Evie snatched the paper away and kept reading. “ ‘New York City, that bustling metropolis, is no stranger to violence. Bugsy Siegel, Meyer Lansky, and the rest of the Brownsville Boys of Murder, Inc., have kept the bodies piling up faster than the cops can take bribes to look the other way. But the Pentacle Murders have given even hardened New Yorkers the heebie-jeebies. Mothers won’t let their children play stickball on the streets after dark. Shopgirls spend their hard-earned dough on taxis straight home to their cold-water flats in Murray Hill and Orchard Street. The Sultan of Swing, Mr. Babe Ruth himself, has promised a five-hundred-dollar reward for information leading to the capture of the foul fiend. But in the midst of this Manhattan murder mania, there is one joint that’s raking it in—the Museum of American Folklore, Superstition, and the Occult. That’s the Museum of the Creepy Crawlies to you folks in the know.’ Unc, the museum made the papers!”

Evie continued. “ ‘Their business is anything spooky, and anything spooky is good for business. On a recent Friday, this reporter witnessed a mob scene parked outside the doors of the old Cornelius T. Rathbone mansion near Central Park. That’s because the curator of the museum, Professor William Fitzgerald’—oh, Unc! That’s you!” Evie exclaimed. “ ‘… is helping the New York boys in blue figure out what makes this diabolical killer tick in the hope of finding him before he strikes again. He’s aided in his work by his niece, Miss Evie O’Neill, late of Zenith, Ohio, a comely seventeen-year-old Sheba who knows her onions about everything from witches’ coifs to the bones of Chinese conjurers. But when this reporter tried to get the goods on the hunt for a killer, the dame played coy. “I’m afraid I can’t comment on that,” she said and batted those baby blues. Fellas, start lining up. There’s more than one killer in this town.’ ”

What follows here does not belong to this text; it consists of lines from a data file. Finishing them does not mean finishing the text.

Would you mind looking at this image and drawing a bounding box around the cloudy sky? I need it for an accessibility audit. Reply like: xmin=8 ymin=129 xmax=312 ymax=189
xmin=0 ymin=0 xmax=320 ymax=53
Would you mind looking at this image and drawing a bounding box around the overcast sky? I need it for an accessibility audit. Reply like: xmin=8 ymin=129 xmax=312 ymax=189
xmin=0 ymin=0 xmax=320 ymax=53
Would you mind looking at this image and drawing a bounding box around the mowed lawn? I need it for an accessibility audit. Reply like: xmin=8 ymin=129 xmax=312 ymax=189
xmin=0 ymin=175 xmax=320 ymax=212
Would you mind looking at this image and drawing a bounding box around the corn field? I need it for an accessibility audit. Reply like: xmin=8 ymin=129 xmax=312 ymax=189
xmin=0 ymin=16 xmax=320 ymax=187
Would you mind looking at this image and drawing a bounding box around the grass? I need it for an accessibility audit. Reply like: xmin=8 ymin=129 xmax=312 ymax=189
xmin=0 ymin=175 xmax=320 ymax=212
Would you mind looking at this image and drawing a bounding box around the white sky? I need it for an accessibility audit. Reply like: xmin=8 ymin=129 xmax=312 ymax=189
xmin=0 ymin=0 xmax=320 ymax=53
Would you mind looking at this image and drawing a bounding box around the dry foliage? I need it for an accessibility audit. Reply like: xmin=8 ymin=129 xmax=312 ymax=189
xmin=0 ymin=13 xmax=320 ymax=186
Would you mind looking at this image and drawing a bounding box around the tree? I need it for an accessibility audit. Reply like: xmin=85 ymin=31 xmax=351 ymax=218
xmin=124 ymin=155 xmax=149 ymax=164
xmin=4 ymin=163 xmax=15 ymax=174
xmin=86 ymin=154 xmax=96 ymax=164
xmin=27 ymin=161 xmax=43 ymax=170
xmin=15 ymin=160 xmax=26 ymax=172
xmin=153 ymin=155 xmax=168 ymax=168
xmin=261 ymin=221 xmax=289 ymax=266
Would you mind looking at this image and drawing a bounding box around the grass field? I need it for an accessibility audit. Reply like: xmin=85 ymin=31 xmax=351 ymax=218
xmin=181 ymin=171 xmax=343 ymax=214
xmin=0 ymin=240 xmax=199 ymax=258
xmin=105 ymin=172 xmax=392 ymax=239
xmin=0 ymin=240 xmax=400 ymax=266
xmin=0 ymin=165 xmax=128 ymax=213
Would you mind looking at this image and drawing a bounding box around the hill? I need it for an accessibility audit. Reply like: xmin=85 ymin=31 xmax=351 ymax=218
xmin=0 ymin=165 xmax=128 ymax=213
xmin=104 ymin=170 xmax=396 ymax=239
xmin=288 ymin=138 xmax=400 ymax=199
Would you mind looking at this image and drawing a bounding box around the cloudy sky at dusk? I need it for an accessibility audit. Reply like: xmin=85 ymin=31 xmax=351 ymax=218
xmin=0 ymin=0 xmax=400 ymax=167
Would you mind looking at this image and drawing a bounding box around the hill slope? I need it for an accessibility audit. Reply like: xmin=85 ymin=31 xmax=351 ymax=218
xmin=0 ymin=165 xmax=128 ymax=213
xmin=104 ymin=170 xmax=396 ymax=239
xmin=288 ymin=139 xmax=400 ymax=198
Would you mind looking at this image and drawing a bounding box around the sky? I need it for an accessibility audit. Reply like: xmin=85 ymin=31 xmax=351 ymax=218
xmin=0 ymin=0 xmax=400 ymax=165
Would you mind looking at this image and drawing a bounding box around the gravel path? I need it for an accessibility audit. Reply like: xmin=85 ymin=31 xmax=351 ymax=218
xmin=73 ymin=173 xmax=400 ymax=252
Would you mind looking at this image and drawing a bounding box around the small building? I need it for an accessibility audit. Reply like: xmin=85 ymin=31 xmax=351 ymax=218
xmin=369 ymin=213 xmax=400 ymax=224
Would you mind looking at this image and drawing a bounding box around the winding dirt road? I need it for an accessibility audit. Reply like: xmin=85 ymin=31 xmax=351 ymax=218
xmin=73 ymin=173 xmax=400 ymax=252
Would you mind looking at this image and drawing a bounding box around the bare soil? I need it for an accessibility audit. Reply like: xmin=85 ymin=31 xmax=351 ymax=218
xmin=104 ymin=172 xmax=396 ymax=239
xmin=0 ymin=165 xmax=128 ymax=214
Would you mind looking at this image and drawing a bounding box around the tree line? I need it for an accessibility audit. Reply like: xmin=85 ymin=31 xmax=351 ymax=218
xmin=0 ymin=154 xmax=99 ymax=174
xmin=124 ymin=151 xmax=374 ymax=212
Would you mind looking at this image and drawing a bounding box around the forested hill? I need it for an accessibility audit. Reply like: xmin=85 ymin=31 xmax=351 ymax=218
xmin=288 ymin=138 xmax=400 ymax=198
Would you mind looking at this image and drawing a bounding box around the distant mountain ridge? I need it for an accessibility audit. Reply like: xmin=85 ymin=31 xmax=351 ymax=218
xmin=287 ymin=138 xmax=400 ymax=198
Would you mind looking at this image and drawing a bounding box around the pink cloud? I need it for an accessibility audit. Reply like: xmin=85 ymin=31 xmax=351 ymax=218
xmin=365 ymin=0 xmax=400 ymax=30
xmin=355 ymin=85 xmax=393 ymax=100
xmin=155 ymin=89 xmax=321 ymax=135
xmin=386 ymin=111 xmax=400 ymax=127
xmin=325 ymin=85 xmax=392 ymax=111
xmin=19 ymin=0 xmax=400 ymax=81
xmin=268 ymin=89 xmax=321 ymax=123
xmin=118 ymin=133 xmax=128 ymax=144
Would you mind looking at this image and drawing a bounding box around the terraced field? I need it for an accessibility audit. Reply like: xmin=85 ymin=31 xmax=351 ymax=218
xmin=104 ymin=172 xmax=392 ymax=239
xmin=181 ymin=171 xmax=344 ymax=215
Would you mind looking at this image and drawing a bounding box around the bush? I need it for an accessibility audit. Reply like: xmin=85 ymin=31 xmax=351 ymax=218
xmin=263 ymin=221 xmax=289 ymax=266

Evie tried to keep the grin from her face. T. S. Woodhouse had come through after all.

“Evangeline, did you speak to this Woodhouse fellow?” Will demanded.

Evie’s eyes went wide. “Unc, I had no idea he was a reporter! He was a paying customer. I gave him the tour. When he started asking questions, I stonewalled him. He played me for a chump, that cad!”

“You have to be more careful. Develop a New Yorker’s skin.” Will tapped a second cigarette against the table, packing down the tobacco before lighting it. “Whatever happened to objective, truthful reporting?”

“Haven’t you heard? It doesn’t sell papers,” Jericho said.

“You’re so right, Unc. That Woodhouse is a rat. But he did mention the museum, at least,” Evie said. “Do you know what this means?”

Will blew twin streams of smoke from his nostrils. “Trouble,” he said.

The phone rang, startling them all. Will took the call, his expression hardening. “We’ll meet you there.”

“What is it?” Evie asked.

“The Pentacle Killer has struck again.”

THE BOGEYMAN

Will and Evie were met at the front door of the Grand Masonic Lodge by a small man with a thin mustache whose round black spectacles magnified his eyes into two large, blinking blue orbs that made Evie think of an owl.

“This way,” the man said nervously. “The police are already here, of course.” He led them through a wood-paneled hallway to a plain door. A brass plaque designated it the Gothic Room. The small man opened the door into a stuffy antechamber before opening a second door into a large room like a church’s sanctuary. The smell hit Evie right away—a terrible, cloying odor of smoke and cooked flesh that sat at the back of her throat.

Evie’s eyes focused first on the grandeur of the room: the high, wood-beamed ceilings and large chandeliers. At one end was a pipe organ; at the other was the letter G placed inside a sun. In the center of the room, a phalanx of cops and a coroner surrounded a small altar. They moved aside and Evie gasped. On the altar was the badly burned body of the Pentacle Killer’s latest victim.

“One of our Brotherhood found the body this morning around ten o’clock,” the blinking man said. He stumbled over the word body and his mustache crinkled in distaste. “The Most Worshipful Grand Master has been notified by cable. He is away with his family.”